GDPR has little to do with the cookie pop ups, which predate it. In any case, the cookie law allows essential cookies (Login, shopping cart etc) without consent (and GDPR allows data that is necessary for operation eg collecting your address to ship a product).
No, you don't have to put up a cookie banner if the cookies are essential to your website. For example, to handle logins or purchases.
If you include non-essential cookies (like, for example, tracking cookies set by two or three hundred advertisers), you must ask the user for their consent. The site must have "decline all" as the default option, and should continue to provide basic functionality when the user declines.
All the banners that don't have the opt-out option or making it difficult to opt-out willfully break the law.
You run a free website that survives based on advertising. This is essential for the website to continue to be viable. Are cookies essential then?
You run a shopping cart. As part of your fraud detection you put a fraud cookie beacon on every page. Is the fraud beacon essential?
As part of your product development / ab testing etc you track users on your website. Is this essential?
For affiliate link fraud control third parties want to have a cookie on your site that leads through to their clickthrough link. Essential?
Reality - you need to stick up a cookie banner to operate a website or get into long complicated legal arguments and face big liability. And that's what folks do, including practically every government agency.
This is illegal. You should have the opportunity to review the details and to cherry pick.
As a European profoundly attached to privacy and whatnot I think that there should be a special place in hell for the useless consultants and politicians who came up with this idiotic cookie law.
The best banner experience is to use "I don't care about cookies" (https://www.i-dont-care-about-cookies.eu/), and then simply block the cookies you don't want. I didn't even realize that this website had a "cookie banner".
Probably because if they can't give you a cookie then they have to give you a cookie warning on every page you hit. That's fine for sites where you are just reading an article and then leaving. I really find the whole thing so annoying and wish sites would just ignore that rule or allow a default-on setting in the browser that lets the vast majority of people who don't care about cookies one way or the other just default it to accept.
Actually the GDPR says this is what is legal. Two Buttons with equal accessibility for agreeing to the use of cookies or not. A single "accept" is unlawful. A submenu to select which cookies to block one by one is unlawful. A loading screen while "saving your preferences" is not just unlawful but you deserve to be whipped in public for creating that monstrosity.
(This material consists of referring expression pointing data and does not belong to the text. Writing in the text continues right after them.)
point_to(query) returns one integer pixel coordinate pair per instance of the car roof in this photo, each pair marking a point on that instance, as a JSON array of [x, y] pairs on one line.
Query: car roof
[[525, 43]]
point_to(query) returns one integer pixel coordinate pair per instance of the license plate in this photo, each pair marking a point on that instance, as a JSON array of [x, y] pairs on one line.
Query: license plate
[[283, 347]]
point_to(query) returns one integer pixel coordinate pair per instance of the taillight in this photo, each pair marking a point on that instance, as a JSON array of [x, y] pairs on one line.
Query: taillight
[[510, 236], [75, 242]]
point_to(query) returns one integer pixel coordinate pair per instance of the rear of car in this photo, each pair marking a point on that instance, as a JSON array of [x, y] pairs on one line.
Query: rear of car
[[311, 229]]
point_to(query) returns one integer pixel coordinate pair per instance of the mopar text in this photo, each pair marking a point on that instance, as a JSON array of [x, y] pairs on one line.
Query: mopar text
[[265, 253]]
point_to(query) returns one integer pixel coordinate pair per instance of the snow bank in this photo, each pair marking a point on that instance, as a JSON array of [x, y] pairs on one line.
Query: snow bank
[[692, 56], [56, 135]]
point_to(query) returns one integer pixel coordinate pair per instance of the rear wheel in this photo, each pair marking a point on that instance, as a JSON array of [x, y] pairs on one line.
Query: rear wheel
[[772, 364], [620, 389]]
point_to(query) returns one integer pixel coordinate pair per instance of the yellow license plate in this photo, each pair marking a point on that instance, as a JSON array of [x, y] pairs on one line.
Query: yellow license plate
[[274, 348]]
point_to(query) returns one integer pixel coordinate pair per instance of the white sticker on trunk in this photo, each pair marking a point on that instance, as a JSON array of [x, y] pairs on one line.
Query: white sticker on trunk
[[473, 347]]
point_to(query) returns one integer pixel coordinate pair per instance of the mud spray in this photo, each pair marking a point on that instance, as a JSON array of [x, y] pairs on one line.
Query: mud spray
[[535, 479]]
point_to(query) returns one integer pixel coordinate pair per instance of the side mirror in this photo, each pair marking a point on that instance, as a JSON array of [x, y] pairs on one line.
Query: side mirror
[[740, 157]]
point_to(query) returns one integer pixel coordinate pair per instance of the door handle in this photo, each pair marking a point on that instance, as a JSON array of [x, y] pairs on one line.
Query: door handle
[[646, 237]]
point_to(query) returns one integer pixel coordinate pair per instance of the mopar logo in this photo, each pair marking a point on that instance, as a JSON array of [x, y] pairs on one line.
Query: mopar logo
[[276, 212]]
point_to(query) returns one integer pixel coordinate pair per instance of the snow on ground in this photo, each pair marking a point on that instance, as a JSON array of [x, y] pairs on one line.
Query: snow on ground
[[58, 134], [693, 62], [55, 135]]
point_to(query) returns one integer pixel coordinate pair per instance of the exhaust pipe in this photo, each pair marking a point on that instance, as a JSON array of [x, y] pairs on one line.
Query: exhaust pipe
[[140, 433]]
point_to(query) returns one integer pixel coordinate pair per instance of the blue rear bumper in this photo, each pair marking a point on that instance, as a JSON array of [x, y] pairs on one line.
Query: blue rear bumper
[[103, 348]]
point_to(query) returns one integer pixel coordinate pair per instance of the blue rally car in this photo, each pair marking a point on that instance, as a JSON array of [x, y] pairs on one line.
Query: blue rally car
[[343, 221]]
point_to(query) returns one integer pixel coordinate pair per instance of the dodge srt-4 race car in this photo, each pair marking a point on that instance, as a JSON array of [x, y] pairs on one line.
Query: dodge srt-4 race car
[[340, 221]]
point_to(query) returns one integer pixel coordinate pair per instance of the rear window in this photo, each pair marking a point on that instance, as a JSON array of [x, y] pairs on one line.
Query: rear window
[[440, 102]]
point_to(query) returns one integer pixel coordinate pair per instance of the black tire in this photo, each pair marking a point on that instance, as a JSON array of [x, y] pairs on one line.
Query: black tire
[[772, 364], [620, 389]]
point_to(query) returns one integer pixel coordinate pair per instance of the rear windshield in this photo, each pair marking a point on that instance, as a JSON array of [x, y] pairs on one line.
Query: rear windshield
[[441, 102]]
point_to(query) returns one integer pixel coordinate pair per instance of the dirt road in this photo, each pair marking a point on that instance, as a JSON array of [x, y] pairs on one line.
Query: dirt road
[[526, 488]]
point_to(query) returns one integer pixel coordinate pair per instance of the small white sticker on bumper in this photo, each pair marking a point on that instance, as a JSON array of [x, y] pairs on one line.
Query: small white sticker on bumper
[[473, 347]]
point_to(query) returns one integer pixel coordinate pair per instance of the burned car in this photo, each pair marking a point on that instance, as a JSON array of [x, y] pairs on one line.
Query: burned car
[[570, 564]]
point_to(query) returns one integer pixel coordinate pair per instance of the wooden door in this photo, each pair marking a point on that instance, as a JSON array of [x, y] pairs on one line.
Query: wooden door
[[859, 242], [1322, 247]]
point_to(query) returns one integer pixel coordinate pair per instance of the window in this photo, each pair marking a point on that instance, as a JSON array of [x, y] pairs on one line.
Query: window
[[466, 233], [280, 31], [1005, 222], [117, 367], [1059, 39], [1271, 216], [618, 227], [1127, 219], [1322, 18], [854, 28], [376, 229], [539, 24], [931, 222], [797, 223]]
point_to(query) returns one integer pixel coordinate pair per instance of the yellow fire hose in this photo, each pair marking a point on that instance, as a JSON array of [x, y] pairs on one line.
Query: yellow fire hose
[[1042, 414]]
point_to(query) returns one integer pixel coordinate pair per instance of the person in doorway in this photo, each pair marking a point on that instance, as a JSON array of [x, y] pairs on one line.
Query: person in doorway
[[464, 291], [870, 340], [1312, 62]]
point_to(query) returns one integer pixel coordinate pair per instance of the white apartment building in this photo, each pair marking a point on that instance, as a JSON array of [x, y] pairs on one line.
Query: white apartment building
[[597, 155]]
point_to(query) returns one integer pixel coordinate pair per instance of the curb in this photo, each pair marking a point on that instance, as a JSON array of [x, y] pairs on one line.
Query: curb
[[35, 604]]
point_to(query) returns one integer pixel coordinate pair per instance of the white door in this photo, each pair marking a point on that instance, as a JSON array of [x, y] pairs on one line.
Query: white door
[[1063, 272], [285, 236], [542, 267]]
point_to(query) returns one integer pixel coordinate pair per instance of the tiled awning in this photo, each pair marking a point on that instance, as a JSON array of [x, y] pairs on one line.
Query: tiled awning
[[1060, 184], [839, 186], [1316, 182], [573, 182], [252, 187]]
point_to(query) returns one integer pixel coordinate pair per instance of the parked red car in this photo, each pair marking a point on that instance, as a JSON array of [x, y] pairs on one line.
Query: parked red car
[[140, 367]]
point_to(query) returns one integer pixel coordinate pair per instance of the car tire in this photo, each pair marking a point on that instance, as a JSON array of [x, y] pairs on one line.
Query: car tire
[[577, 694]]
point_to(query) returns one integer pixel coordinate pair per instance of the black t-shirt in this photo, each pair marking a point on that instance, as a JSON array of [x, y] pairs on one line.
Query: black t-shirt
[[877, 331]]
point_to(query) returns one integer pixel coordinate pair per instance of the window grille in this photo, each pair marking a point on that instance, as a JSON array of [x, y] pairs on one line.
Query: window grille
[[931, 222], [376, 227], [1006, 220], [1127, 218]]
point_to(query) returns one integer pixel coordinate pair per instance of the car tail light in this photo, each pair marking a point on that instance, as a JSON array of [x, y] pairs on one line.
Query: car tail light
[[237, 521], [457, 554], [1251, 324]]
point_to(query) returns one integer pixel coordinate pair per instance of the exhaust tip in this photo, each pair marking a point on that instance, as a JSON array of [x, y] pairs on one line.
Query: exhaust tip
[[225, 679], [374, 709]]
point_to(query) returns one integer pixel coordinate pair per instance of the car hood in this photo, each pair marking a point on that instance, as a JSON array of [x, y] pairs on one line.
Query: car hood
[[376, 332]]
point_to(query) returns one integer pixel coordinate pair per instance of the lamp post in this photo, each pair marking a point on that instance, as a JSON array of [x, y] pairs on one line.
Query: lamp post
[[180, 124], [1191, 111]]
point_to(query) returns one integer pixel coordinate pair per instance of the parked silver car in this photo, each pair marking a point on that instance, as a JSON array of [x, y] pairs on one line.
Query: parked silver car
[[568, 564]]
Yeah! And this is the only legit way to do it if you actually follow GDPR. It has to be just as simple and easy to opt out as it is to opt in. But unfortunately most sites that rely on surveillance don't want to give an easy way to opt out.
I think the real answer is more banal than that: most sites just installed the first Wordpress/Drupal cookie banner plugin they could find, maybe themed it a little, and called it good.
Also, most sites would rather you accept cookies than not do so, that's why they're giving them to you. But I don't think most websites rely on surveillance in any meaningful way, the landscape is just guided by the ones that do.
There may be some like that. But studies have proven that 90%+ people say no to tracking when given a fair chance. So any site that monetizes with personalized advertising banners (or any site that uses tracking such as pixels for marketing purposes) doesn't want to give that fair chance as they would lose out on what they can do now.